His head dipped. ‘Yeah. Well, I was wrong.’

‘Of course you were wrong. You don't have to be miserable to write. See, this is a problem created by male poets standing on cliffs staring into the middle distance
and perpetuated by novelists whose emotional intelligence is as pared down as their prose. You don't have to wrestle your inner demons in order to produce great work, you can just as easily be sitting next to a warm fire with a nice cup of tea.’ She'd never thought about where her impulse to write came from. Writing was a reflex. Like vomiting.

‘You write because you have to, because it gnaws away at your insides if you try to ignore it, because if you don't write you might as well be dead.
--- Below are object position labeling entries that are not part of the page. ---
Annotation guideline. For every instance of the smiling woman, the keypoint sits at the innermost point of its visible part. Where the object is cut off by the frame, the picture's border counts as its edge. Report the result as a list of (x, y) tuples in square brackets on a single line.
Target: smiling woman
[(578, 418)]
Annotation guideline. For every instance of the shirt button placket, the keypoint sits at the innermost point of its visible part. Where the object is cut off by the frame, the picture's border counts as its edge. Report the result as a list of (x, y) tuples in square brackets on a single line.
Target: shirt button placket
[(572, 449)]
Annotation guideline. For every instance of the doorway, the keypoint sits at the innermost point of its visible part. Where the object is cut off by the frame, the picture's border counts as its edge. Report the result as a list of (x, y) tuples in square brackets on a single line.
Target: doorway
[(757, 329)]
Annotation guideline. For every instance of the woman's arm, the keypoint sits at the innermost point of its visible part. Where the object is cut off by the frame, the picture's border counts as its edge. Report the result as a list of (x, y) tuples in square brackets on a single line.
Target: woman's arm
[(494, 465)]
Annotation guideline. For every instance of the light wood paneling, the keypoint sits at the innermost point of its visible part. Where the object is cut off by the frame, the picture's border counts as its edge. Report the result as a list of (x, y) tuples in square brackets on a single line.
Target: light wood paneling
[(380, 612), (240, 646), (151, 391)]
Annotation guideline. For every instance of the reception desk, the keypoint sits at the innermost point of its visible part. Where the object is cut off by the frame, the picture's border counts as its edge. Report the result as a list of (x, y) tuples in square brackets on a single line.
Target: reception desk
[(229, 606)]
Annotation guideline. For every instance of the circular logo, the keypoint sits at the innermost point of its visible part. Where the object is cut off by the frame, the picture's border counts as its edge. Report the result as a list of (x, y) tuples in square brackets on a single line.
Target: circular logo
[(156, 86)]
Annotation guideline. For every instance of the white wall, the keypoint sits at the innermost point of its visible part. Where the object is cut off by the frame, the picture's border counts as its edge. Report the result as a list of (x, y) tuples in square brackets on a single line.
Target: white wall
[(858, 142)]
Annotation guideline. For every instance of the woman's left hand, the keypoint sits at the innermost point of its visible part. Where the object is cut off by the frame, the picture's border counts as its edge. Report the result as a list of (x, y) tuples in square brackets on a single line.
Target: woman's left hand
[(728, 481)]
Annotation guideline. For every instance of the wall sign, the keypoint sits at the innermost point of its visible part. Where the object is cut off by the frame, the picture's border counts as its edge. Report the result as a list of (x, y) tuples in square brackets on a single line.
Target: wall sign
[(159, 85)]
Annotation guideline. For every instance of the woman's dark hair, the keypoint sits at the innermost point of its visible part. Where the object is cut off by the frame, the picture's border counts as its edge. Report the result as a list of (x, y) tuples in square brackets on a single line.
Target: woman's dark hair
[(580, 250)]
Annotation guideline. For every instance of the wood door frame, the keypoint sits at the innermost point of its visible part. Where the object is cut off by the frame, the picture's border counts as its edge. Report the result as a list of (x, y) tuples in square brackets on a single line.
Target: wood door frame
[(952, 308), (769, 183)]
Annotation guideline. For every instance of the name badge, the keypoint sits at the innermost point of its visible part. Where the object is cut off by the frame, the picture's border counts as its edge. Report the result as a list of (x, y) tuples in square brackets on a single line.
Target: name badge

Because nothing else can make you so mad, so frustrated, so happy, and yes, so miserable.
Usually all at the same time
.’

Hang on. Something in what he'd said lingered.

‘What did you mean, “I was wrong”? You got the novel, didn't you? In Tom and Roddy-world, the plan was a roaring success.’

He cleared his throat and shifted awkwardly in the chair. ‘Not exactly. The last chapter … it doesn't work.’

She could feel her lips moving, her tongue forming shapes, but all that came out was a strangled choke.

‘It needs a rewrite,’ he said.

‘How much of it?’

‘All of it.’

She sank onto the hearthrug. Something had been nagging her about the last chapter ever since she'd finished it. The something in question was currently making her way across the room to take up a space on the floor beside her.

‘Told you,’ said Darsie, plucking the bar of chocolate out of her hand and breaking off several squares. ‘Actually I think he's being kind. It's a terrible chapter. Jumps all over the place, doesn't tie anything up satisfactorily, oh and did I mention—’ She shoved her face in Jane's and glowered. ‘I. Die.’